The new world: Azure Resource Manager -புதிய உலகம்: அசூர் வள மேலாளர்

 The new world: Azure Resource Manager

The Azure Resource Manager is the new methodology for deploying resources.


What is it?

Since it went into public preview, the Azure Service Management (ASM) deployment model has been used to deploy services. In the Azure portal, services managed with ASM are referred to as classic. In 2015, Microsoft introduced the Resource Manager deployment model as a modern, more functional replacement for ASM. The Resource Manager deployment model is recommended for all new Azure workloads.

 



These deployment models are often referred to as control planes because they are used to control services, not just to deploy them. This is different from a data plane, which manages the data used by a service.

 

Typically, your running Azure infrastructure will contain many resources, but some of the resources will be related to one another in some way, such as all being the component services required to run a web application. For example, you might have two VMs running the web application, using a database to store data, and residing in the same virtual network. With Resource Manager, you deploy these assets into the same resource group and manage and monitor them together. You can deploy, update, or delete all of the resources in a resource group in one operation.

 

In this example, the resource group would contain the following:

 VM1

 VM2

 Virtual network

 Storage account

 Azure SQL Database

 

You can also create a template that precisely defines all the Resource Manager resources in a deployment. You can then deploy this Resource Manager template into a resource group as a single control-plane operation, with Resource Manager in Azure ensuring that resources are deployed correctly. After deployment, Resource Manager provides security, auditing, and tagging features to help you manage your resources.

 

Why use Resource Manager?

There are several advantages to using Resource Manager. The deployment is faster because resources can be deployed in parallel rather than sequentially as they are in ASM. The Resource Manager model enables each service to have its own service provider, and they can update it as needed independently of the other services. Azure Storage has its own service provider, VMs have their own service provider, and so on. With the ASM model, all services had to be updated at one time, so if one service was finished and the rest were not, the one that was ready had to wait on the others before it could be released. Here are some of the other major advantages to the Resource Manager model:

 Deployment using templates

 You can create a reusable (JSON) template that can be used to deploy all of the resources for a specific solution in one fell swoop. You no longer have to create a VM in the portal, wait for it to finish, then create the next VM, and so on.

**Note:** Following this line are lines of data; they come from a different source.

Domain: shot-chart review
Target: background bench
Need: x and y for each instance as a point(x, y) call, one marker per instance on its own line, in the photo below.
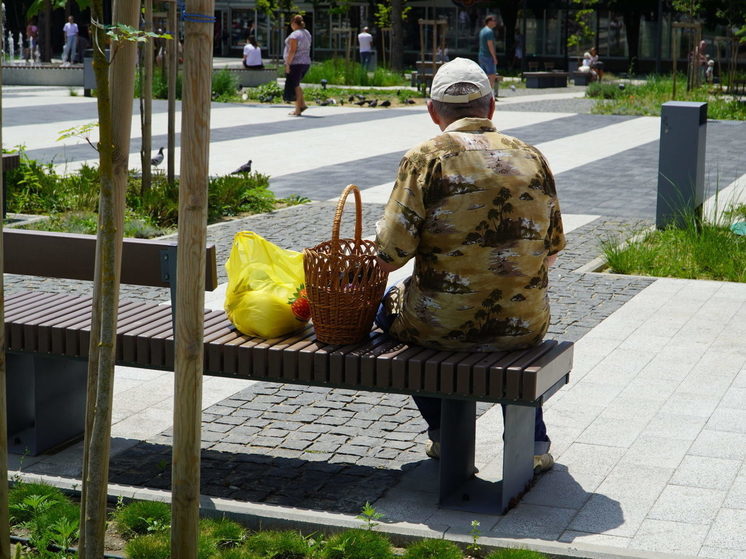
point(47, 334)
point(541, 80)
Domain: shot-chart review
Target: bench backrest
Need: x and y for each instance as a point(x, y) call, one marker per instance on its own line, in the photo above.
point(145, 262)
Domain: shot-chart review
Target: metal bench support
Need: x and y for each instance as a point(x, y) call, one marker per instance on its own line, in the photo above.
point(460, 489)
point(46, 401)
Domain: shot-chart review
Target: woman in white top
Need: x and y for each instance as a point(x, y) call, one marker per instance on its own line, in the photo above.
point(252, 55)
point(297, 57)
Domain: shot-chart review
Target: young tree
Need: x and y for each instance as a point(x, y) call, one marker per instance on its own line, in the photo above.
point(190, 278)
point(115, 90)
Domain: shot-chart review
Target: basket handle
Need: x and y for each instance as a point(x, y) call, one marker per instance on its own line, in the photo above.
point(358, 215)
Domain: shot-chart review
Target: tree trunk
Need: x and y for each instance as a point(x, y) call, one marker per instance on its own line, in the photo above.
point(632, 25)
point(146, 93)
point(4, 521)
point(190, 294)
point(115, 121)
point(397, 36)
point(173, 73)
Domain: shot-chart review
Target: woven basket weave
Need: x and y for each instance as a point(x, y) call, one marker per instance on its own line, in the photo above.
point(344, 282)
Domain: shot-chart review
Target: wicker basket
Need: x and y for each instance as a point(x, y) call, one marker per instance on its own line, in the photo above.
point(344, 282)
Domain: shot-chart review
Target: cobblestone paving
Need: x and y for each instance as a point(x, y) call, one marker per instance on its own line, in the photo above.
point(330, 449)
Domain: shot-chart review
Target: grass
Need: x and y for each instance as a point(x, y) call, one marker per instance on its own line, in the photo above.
point(698, 250)
point(646, 99)
point(51, 518)
point(346, 72)
point(71, 201)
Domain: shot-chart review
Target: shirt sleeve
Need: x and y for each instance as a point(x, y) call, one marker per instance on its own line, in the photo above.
point(555, 239)
point(398, 233)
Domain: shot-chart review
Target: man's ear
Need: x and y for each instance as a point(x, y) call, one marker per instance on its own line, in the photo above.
point(433, 115)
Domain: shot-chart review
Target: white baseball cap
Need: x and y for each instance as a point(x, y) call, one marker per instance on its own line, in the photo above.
point(459, 70)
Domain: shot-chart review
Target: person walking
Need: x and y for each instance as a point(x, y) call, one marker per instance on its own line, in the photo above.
point(252, 54)
point(297, 56)
point(70, 29)
point(365, 44)
point(487, 52)
point(478, 212)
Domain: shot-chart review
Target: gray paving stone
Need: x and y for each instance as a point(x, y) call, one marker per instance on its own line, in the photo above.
point(669, 537)
point(533, 521)
point(692, 505)
point(727, 530)
point(706, 472)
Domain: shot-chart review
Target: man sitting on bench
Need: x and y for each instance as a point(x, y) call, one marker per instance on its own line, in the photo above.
point(478, 212)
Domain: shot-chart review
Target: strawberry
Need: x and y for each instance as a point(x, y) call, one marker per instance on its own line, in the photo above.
point(299, 304)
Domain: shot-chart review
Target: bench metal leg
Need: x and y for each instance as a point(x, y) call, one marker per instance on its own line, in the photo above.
point(518, 453)
point(459, 488)
point(46, 401)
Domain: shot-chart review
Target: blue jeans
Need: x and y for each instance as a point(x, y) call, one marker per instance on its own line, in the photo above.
point(429, 406)
point(488, 65)
point(68, 52)
point(365, 59)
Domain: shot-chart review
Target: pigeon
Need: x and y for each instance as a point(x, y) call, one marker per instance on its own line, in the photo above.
point(158, 159)
point(245, 168)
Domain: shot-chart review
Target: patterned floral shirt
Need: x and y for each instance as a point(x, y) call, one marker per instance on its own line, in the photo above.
point(479, 213)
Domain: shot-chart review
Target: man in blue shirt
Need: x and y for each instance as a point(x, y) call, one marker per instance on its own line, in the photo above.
point(487, 52)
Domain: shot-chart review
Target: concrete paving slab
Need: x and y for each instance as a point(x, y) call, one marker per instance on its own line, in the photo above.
point(646, 436)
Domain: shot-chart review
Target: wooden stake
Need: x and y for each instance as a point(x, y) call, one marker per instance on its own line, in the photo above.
point(146, 89)
point(4, 521)
point(190, 293)
point(114, 160)
point(173, 73)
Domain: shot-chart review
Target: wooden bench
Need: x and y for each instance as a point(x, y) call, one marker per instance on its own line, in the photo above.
point(55, 329)
point(738, 91)
point(582, 78)
point(541, 80)
point(10, 161)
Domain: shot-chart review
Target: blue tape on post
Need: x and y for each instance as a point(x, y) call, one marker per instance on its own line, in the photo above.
point(198, 18)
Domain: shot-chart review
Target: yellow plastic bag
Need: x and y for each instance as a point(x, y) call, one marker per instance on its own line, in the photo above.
point(265, 295)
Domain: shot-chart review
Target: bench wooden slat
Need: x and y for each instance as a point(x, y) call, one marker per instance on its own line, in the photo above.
point(72, 256)
point(399, 366)
point(276, 353)
point(514, 371)
point(545, 371)
point(415, 369)
point(33, 311)
point(384, 370)
point(368, 362)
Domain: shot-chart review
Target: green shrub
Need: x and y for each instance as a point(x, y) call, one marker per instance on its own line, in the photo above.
point(357, 544)
point(224, 85)
point(158, 546)
point(603, 90)
point(268, 92)
point(151, 546)
point(25, 500)
point(225, 532)
point(516, 554)
point(142, 517)
point(347, 72)
point(286, 544)
point(433, 549)
point(160, 85)
point(233, 194)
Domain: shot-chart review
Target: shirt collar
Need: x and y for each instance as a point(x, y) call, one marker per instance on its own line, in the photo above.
point(471, 124)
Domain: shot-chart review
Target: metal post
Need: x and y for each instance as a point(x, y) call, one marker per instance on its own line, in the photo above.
point(681, 163)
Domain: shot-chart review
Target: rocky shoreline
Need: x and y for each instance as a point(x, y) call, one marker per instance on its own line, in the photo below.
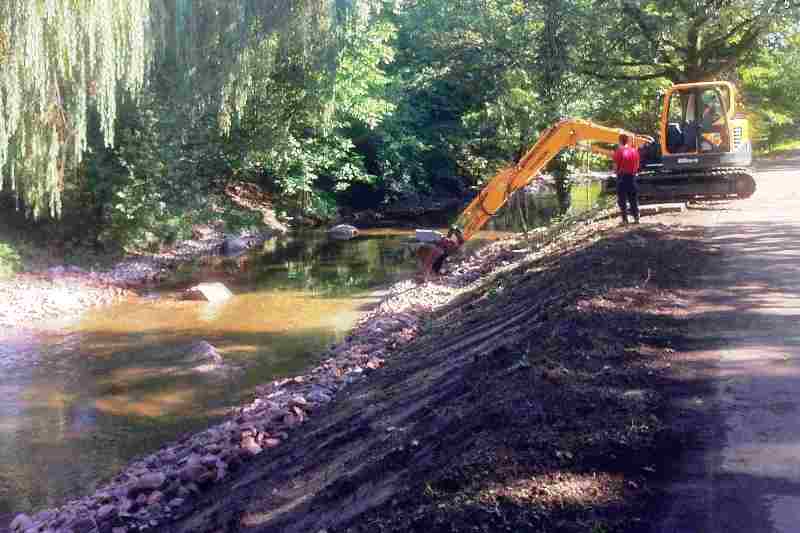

 You can use the template to redeploy the same resources repeatedly. For example, you may set up the resources

 

in a test environment and find that it doesn’t fit your needs. You can delete the resource group, which removes all of the resources for you, then tweak your template and try again. If you only want to make changes to the resources deployed, you can just change the template and deploy it again, and Resource Manager will change the resources to conform to the new template.

 You can take that template and easily re-create multiple versions of your infrastructure, such as staging and production. You can parameterize fields such as the VM name, network name, storage account name, etc., and load the template repeatedly, using different parameters.

 Resource Manager can identify dependencies in a template but allows you to specify additional dependencies if necessary. For example, you wouldn’t want to deploy a virtual machine before creating the storage account for the VHD files that are used for the OS and data disks.

 Security

 

 You can use the new Role-Based Access Control (RBAC) to control access to the resources in the group. For example, you can assign the Owner role to a user, giving that user full administrative privileges to those resources in the group but not to other resources in the subscription. Other roles include Reader (you can read anything except secrets) and Contributor (you can do most anything except add or revoke access).

 Billing

 To help organize all of the resources in a subscription for billing purposes, you can assign tags to each resource and then retrieve all of the billing information for a specific tag.

For example, if one department owns a web application and several related components, you can assign the same tag to all of those resources. Then, you can retrieve the billing for that department by retrieving the billing for that tag.

 

Note If you apply a tag to a resource group, the resources in the group do not inherit that tag. You have to apply the tag to each individual resource.